The low rents charged by the club were based on the clear understanding that residents would perform their own maintenance, the official said. In recent years, county rent control regulations have prevent the club from raising the rents to levels that would allow major renovations, he added.
The club does spend thousands of dollars a year on brush clearance to protect the area from fire. "That's quite a burden," the official said.
Although the houses on the club property may not be to everyone's taste, they do provide housing near the Malibu beach for people of modest means, he added.
After several years of study, the Athletic Club in 1981 proposed construction of four residential developments on mesas in the four corners of its remaining property. None of those developments showed up on the interim plan for Malibu and the Santa Monica Mountains that was approved by the Board of Supervisors a year ago.
Proposed amendments to that plan, which are to be considered by the supervisors Tuesday, would allow the club to develop 30 one-house lots on about 60 acres, 40 of which are located directly north of the Sunset Mesa project.
According to county planners, that housing development would require moving perhaps 1 million cubic yards of earth and construction of a road up from Topanga Canyon Boulevard at a grade of about 20 degrees.
Development of the property north of Sunset Mesa is strongly opposed by residents of that development, who contend that it would create a stream of traffic from Topanga Canyon Boulevard through their neighborhood to Pacific Coast Highway.
Stoke, the Athletic Club attorney, dismissed that argument. Streets in the new development would be private, he said, and access through Sunset Mesa would be for emergencies only.

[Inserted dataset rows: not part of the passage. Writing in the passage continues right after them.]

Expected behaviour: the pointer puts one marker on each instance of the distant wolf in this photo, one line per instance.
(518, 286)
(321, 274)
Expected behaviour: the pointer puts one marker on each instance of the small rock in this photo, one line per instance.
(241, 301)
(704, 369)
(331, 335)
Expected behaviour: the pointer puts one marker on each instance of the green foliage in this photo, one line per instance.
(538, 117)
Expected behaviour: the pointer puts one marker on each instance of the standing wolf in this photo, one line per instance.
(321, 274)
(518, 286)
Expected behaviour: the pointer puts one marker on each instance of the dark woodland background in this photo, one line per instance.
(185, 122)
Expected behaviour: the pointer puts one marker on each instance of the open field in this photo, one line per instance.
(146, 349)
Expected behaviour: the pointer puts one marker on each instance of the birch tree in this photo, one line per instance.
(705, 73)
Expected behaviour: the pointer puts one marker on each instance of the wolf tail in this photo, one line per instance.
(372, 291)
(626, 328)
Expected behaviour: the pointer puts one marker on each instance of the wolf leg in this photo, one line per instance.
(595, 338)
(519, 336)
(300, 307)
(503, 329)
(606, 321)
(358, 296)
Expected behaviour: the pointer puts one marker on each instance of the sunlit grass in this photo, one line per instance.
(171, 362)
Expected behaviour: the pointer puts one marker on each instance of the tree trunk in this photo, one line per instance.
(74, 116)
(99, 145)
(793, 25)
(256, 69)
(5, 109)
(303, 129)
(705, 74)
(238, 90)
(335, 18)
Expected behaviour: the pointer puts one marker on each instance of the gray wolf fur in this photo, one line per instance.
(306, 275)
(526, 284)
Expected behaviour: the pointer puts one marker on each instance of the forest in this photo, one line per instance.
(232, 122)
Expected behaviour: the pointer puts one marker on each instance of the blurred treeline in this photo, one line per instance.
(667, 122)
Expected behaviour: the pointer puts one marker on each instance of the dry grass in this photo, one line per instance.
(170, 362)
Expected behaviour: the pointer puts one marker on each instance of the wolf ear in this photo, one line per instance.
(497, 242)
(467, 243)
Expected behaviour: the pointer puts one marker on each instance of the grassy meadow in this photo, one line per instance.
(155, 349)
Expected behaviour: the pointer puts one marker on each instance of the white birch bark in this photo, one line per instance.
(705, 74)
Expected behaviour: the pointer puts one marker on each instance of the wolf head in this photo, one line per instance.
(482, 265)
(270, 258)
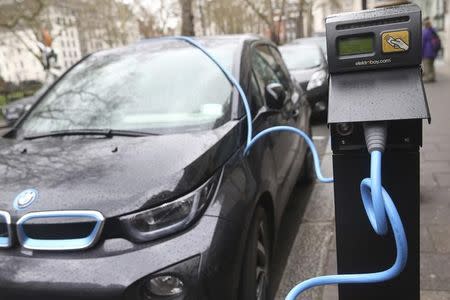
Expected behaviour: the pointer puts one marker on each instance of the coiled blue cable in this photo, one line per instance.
(376, 199)
(367, 186)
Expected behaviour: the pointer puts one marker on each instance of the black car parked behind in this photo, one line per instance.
(308, 65)
(130, 182)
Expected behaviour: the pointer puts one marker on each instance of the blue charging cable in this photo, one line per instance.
(376, 199)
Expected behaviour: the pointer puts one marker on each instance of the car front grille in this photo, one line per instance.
(60, 230)
(5, 230)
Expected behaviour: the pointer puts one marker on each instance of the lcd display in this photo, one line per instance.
(356, 45)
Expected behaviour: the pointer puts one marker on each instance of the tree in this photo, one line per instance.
(23, 24)
(154, 21)
(271, 12)
(187, 18)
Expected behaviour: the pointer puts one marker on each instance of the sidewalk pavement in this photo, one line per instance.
(434, 220)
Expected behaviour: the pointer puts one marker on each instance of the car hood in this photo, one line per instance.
(112, 175)
(22, 102)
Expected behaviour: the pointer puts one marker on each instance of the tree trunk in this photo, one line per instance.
(300, 30)
(187, 18)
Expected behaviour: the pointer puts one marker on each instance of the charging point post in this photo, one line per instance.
(375, 76)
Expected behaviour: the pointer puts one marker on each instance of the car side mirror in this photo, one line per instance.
(275, 95)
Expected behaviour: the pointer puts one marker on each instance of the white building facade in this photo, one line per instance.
(66, 21)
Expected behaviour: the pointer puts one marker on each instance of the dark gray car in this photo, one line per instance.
(307, 64)
(127, 179)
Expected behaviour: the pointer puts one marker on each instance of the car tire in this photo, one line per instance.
(255, 279)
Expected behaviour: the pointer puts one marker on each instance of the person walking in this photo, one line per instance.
(431, 44)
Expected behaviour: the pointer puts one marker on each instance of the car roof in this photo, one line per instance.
(207, 41)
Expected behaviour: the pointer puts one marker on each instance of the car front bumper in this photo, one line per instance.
(202, 257)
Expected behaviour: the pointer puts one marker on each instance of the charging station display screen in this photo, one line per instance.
(356, 45)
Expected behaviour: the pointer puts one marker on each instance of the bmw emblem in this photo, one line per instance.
(25, 198)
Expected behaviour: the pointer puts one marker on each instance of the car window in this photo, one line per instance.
(266, 53)
(159, 88)
(302, 57)
(256, 98)
(263, 71)
(283, 72)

Plan Calls for 'Urban Center'
Less certain are development plans for the creek bed. A separate planning document that the supervisors will also consider Tuesday, the Malibu Local Coastal Program, calls for creation of an "urban center" at the mouth of Topanga Canyon.
About 10 acres at the mouth of the canyon, the plan says, are designated for commercial uses. "Hotels, motels, restaurants and other convenience commercial (facilities) could be located here to serve the visitors to the recently expanded Topanga State Beach."
Land adjacent to the commercial area is set aside for residential construction, with densities of up to 30 dwellings per acre.
Despite that, Stoke said Athletic Club officials have yet to decide exactly how to develop the creek mouth. Whatever they do will require construction of a flood control channel, at a cost of several million dollars, and filling in the low-lying areas that are now homes to some 150 creek dwellers.
That fill could come from the top of the 20-acre parcel on the west side of the property that the supervisors will be asked to designate for residential development, Stoke said.
Once the club has completed all its development plans, Stoke said, it may be willing to donate some of its property to the state for public use.
Aneta Dixon moved to the Topanga Beach Motel in 1951, when she was 34 years old. She has lived there ever since. Near the hulk of her 1946 Hudson, parked next to her cabin, she has cultivated a garden of bromeliads, begonias, palms, ferns and roses. She won't say how many animals share her tiny living space.
"I don't know how long the Athletic Club has owned this property," she said with a smile. "But I think they've had it damn near forever. Of course, I'd be in a terrible position if I have to move. I can't afford to buy a house. I'm 65 years old. In a way, it really makes you wonder."
Diane Miller is less troubled by the prospect of development.
"I feel that that kind of thing is inevitable with all the building that is going on," she said. "Hopefully, when they decide to do it I'll be on my way to another place, another life. I don't have any control over it. If it happens, it happens. You have to let go of things in life."